The 32-year-old naturalised Ethiopian finished second to Tirunesh Dibaba of Ethiopia in the 2007 Osaka World Championships 10,000 metres.

If she is sanctioned, that silver would go to original bronze medallist Kara Goucher of the United States, with Great Britain’s Jo Pavey taking possession of the bronze.

And if Abbeylegesse loses the Olympic 5,000m and 10,000m silver medals she won at the Beijing 2008 Olympics, both times following home Dibaba, the first would go to Shalane Flanagan of the US and the second to Ethiopia’s Meseret Defar.

Kenya's Linet Masai would then take the bronze medal in the 5,000m, and third place in the 10,000m would go to Sylvia Kibet, also of Kenya. 
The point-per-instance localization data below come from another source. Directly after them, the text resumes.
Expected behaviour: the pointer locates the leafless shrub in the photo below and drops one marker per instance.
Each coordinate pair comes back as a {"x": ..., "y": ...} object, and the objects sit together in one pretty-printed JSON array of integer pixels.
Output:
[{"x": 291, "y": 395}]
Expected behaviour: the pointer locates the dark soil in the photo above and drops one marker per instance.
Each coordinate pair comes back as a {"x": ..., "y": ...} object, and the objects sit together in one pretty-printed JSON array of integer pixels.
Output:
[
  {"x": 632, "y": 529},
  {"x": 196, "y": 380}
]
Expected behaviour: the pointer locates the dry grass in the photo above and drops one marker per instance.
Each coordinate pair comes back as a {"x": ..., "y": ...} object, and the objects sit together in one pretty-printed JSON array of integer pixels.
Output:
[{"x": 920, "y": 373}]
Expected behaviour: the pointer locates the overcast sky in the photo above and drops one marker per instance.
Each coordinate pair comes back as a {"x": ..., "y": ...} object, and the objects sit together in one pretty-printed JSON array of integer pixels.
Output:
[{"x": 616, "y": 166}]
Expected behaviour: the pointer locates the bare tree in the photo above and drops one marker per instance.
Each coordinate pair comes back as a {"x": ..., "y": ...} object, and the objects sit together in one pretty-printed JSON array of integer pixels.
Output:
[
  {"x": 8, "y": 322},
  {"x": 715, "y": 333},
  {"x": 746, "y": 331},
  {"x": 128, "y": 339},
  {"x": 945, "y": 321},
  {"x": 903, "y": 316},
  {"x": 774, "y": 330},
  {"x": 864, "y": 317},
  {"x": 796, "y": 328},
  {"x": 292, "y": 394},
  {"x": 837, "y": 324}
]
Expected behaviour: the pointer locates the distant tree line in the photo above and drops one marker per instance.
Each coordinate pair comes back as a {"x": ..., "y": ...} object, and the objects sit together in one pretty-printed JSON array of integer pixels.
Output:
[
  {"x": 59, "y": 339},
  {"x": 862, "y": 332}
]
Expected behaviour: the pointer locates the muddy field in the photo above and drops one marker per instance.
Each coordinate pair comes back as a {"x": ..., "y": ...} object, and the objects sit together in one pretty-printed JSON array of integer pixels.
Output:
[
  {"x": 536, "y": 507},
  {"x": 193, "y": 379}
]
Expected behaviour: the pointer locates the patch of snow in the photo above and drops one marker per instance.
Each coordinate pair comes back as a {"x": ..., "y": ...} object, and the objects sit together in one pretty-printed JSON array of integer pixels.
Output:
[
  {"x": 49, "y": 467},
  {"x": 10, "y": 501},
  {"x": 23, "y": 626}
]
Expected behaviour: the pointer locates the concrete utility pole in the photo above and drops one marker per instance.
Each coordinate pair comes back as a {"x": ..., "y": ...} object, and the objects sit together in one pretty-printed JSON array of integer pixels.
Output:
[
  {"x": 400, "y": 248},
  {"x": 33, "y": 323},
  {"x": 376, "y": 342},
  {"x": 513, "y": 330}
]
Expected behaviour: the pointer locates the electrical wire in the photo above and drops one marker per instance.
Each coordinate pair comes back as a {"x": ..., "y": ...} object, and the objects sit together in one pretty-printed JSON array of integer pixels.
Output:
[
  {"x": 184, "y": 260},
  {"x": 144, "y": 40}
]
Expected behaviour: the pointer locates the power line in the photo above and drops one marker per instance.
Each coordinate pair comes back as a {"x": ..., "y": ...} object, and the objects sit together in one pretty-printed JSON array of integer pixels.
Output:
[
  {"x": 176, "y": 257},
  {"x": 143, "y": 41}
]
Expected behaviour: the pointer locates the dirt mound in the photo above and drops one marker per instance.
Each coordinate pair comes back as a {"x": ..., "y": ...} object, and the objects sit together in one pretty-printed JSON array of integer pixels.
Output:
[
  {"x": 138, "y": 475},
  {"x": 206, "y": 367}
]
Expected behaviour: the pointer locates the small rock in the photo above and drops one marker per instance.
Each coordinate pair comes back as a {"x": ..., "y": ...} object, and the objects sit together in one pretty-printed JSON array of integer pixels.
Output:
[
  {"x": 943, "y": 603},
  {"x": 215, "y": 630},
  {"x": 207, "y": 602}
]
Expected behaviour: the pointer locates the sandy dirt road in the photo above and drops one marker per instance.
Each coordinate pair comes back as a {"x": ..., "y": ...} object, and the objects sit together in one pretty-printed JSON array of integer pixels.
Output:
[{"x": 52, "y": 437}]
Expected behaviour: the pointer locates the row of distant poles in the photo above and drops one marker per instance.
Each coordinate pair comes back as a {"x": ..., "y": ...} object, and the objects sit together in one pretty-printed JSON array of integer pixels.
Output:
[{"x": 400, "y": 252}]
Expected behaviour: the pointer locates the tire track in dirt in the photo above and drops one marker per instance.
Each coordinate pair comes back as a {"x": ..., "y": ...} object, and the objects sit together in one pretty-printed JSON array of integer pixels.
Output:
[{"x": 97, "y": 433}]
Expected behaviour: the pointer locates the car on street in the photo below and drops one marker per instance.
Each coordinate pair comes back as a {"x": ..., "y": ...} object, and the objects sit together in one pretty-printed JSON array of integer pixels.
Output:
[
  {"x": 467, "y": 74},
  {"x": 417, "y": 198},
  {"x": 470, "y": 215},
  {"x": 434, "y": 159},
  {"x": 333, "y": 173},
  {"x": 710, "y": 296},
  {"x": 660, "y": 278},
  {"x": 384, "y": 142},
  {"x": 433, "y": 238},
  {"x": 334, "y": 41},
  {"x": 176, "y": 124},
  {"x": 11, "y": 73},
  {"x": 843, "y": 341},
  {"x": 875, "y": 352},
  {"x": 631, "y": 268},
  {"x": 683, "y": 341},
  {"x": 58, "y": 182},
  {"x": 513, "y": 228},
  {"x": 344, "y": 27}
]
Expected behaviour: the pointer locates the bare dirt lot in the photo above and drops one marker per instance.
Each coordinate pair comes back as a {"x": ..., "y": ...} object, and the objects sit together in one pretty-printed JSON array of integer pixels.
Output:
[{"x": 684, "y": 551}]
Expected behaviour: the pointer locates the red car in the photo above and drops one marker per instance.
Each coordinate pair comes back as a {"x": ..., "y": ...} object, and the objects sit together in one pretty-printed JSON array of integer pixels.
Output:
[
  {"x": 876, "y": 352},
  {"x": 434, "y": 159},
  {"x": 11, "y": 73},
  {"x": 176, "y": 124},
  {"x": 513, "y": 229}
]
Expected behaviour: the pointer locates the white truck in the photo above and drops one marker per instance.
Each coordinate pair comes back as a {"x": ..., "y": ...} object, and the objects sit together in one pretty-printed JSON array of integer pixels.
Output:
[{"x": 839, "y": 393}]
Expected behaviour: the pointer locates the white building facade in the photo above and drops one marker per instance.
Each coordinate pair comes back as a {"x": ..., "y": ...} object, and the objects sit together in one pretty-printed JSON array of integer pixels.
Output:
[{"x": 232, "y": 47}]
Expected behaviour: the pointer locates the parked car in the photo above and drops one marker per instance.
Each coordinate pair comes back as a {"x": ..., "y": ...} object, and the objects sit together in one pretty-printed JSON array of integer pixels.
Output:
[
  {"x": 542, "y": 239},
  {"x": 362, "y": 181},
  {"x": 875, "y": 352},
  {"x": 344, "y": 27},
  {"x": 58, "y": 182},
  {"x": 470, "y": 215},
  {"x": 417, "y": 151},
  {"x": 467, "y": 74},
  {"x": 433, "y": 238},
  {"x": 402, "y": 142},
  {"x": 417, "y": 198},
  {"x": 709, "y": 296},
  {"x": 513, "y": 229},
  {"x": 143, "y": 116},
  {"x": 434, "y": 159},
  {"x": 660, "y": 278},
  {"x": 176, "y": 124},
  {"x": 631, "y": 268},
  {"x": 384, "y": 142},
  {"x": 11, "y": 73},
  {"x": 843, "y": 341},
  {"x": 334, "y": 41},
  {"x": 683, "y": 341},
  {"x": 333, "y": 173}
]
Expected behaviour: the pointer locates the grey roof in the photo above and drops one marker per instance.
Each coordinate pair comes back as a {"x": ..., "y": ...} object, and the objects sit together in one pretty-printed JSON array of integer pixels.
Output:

Great Britain's Jo Pavey, pictured after finishing fourth in the IAAF World Championships 5,000m at Osaka in 2007, now stands to inherit bronze following an adverse finding for silver medallist Elvan Abbeylegesse
Great Britain's Jo Pavey, pictured after finishing fourth in the IAAF World Championships 5,000m at Osaka in 2007, now stands to inherit bronze following an adverse finding for silver medallist Elvan Abbeylegesse ©Getty Images

Abbeylegesse’s positive test has been the subject of rumour in the last 48 hours, and Goucher tweeted a picture of her Osaka bronze medal with an accompanying message saying that it could be on its way to Pavey.

The Briton did much of the front-running in Osaka before being overtaken in the closing stages, and ended up flat on her back with exhaustion.

The question now will be how many more of the 28 athletes, whom the IAAF has not named for legal reasons, will be revealed before the IAAF World Championships - at which none of them will be competing - get underway in Beijing on August 22?